What I Ate: The WFPB-OF Edition

So I haven’t been taking many photos for my weekly What I Ate series because I’ve mostly been eating the same stuff, thanks to preparing meals in advance to last me five days or so. And sometimes I’m all mehhh, I’ll take a photo tomorrow. Then I forget and before I know it that prepared meal has all finished and I’m left with no pictures.

I mentioned in my last What I Ate that I’ve been having some issues with food/stomach/etc and I’ve booked in to see a plant based dietitian next week. From now though, I am on my third day of 100% no oil/sugar/salt/nuts. I just feel like I need to get back to basics and start with a clean slate, so to speak, going in to the six week low FODMAPs diet.

I’ve signed up for Vegan Mofo this year, thinking my theme will be going on a vegan low FODMAPs diet and what I eat, how I feel and such. I hope it can be helpful to someone.

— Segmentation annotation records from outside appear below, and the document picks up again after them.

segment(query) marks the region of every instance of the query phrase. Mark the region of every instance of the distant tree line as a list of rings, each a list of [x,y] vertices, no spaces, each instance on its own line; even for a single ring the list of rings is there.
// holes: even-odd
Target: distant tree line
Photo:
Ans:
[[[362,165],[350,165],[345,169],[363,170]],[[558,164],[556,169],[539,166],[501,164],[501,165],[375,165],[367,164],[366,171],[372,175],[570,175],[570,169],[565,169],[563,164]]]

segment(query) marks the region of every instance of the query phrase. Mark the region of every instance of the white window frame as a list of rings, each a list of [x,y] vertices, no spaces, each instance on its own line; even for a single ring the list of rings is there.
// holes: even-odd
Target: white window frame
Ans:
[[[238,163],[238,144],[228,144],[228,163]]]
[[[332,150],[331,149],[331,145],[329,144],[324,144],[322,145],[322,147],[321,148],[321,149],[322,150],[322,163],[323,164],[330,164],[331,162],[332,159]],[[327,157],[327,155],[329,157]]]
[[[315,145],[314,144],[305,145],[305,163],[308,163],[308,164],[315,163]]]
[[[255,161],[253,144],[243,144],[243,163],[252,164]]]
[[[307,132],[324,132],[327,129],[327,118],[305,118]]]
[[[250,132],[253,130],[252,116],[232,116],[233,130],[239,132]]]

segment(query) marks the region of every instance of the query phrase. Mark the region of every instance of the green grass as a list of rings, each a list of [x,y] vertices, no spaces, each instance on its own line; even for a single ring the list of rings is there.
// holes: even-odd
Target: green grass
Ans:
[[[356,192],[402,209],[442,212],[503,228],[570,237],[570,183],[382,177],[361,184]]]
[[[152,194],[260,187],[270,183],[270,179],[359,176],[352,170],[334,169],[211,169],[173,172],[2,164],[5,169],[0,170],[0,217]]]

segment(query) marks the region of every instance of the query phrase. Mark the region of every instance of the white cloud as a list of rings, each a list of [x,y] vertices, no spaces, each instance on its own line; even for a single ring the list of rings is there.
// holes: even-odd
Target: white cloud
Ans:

So in the past I have had super high cholesterol and when I cut out oils (or went very minimal oil) my cholesterol dropped significantly but it is still in the too-high range. And because I need to lose some weight, not the least to ease the pain from some injuries in my feet, that explains my no-oil decision. Ditto for nuts, though that’s more because of the fat content because really, I never ate two almonds and left it at that! So for the short term I’m doing this quite strict sounding stuff, but I’m definitely not ruling out going to restaurants like I’ve always done though I’m holding off on all that until next year.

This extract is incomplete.